A second matter: I had had concerns that Mr. Bolton might get out ahead of instructions while stationed in a post outside of Washington. In reviewing the transcripts and in conversations I have had with individuals, I believe that there is a pattern of Mr. Bolton pushing that envelope on whether he could or could not say and trying to push policy that was perhaps more ambitious than the Administration might be willing to go.
And then you dig deeper into the evidence, you find that Ambassador Hubbard suggested it was possible that Mr. Bolton may have misinterpreted his remarks – leading to his comments at the hearing. And then we’ve got Secretary Powell’s letter to Senator Kyl stating very clearly that Mr. Bolton’s speech had been fully cleared by the State Department.
Looking at the transcript of Lawrence Wilkerson’s interview, and it is clear that Mr. Bolton went through the appropriate hoops and hurdles to have his speech on North Korea cleared – even if those who cleared it may not have given it the attention that it needed. … So whether you support or don’t support the content of the speech – and I do question the language used at that particular time – the reality is Mr. Bolton did what he was supposed to do in getting the speech cleared which was approved by those at a higher pay grade.

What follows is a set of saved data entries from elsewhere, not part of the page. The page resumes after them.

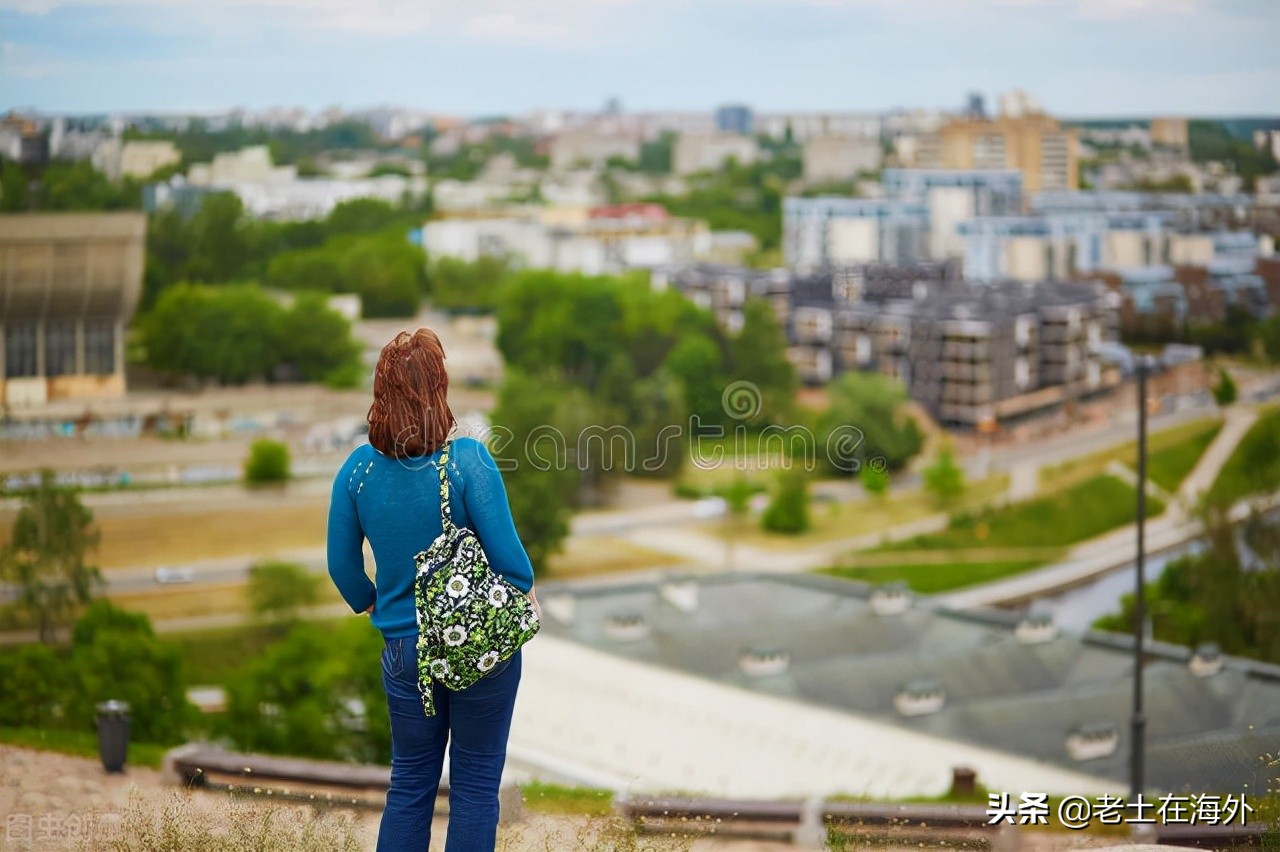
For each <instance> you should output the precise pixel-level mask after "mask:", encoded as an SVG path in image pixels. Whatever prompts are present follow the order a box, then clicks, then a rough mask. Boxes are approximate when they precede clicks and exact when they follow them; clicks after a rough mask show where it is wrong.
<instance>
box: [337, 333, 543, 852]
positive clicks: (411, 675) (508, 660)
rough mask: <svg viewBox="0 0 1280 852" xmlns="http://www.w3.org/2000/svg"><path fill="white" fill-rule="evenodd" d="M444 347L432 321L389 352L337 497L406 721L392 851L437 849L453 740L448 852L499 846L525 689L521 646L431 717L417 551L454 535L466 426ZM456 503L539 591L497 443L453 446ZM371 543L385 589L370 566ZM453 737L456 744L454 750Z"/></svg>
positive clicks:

When the Committee learned of allegations that Mr. Bolton had berated an INR analyst in his office – an individual who was not directly working for Mr. Bolton – that concerned me – concerns me a great deal. The additional charges of trying to get other personnel removed from their positions only added to that concern. I do believe that how one treats not only those on a similar level of authority, but also those with not as much power, says a lot, not only about them as a person, and how they work with others. And at this position in the U.N. our representative needs to be able to work with others and build those relationships.
At the same time, this is the President’s nominee. The President deserves to be surrounded by individuals that he trusts, by individuals that he selects, by individuals who will advance the interests of the Administration. That is a high bar to over come.
When it comes down to it, my concern is not about Mr. Bolton’s intelligence – he has certainly demonstrated his intellectual prowess. It is not about capability – he has clearly demonstrated on a number of global projects to advance the United States’ interests. Mr. Bolton clearly has the ability to effectively represent the United States in a beneficial manner if that ability is directed appropriately.
My concern has more to do with the conduct – how Mr. Bolton conducts himself and treats those who disagree with his assessments. How he conducts himself with his superiors, his equals, and those below him on the totem pole. This is not about how John Bolton treats Lisa Murkowski. This is about how John Bolton interacts with other representatives and their staff at the U.N., and how he represents the United States.
Ultimately, in a position assigned by the President, that conduct is going to reflect on the President and the head of the Department. It is the President’s responsibility to ensure that his nominee is part of the team, and not a free lancer. That the nominee abides by the chain of command, receives the appropriate in-put, and listens to that in-put.
The President has put his trust in John Bolton. Secretary Rice has put her trust in John Bolton. The President deserves to have the individual that he believes will be most effective in that position. And with the understanding that how Mr. Bolton conducts himself at the United Nations reflects directly on the President of the United States, I will support moving Mr. Bolton’s nomination to the Senate floor.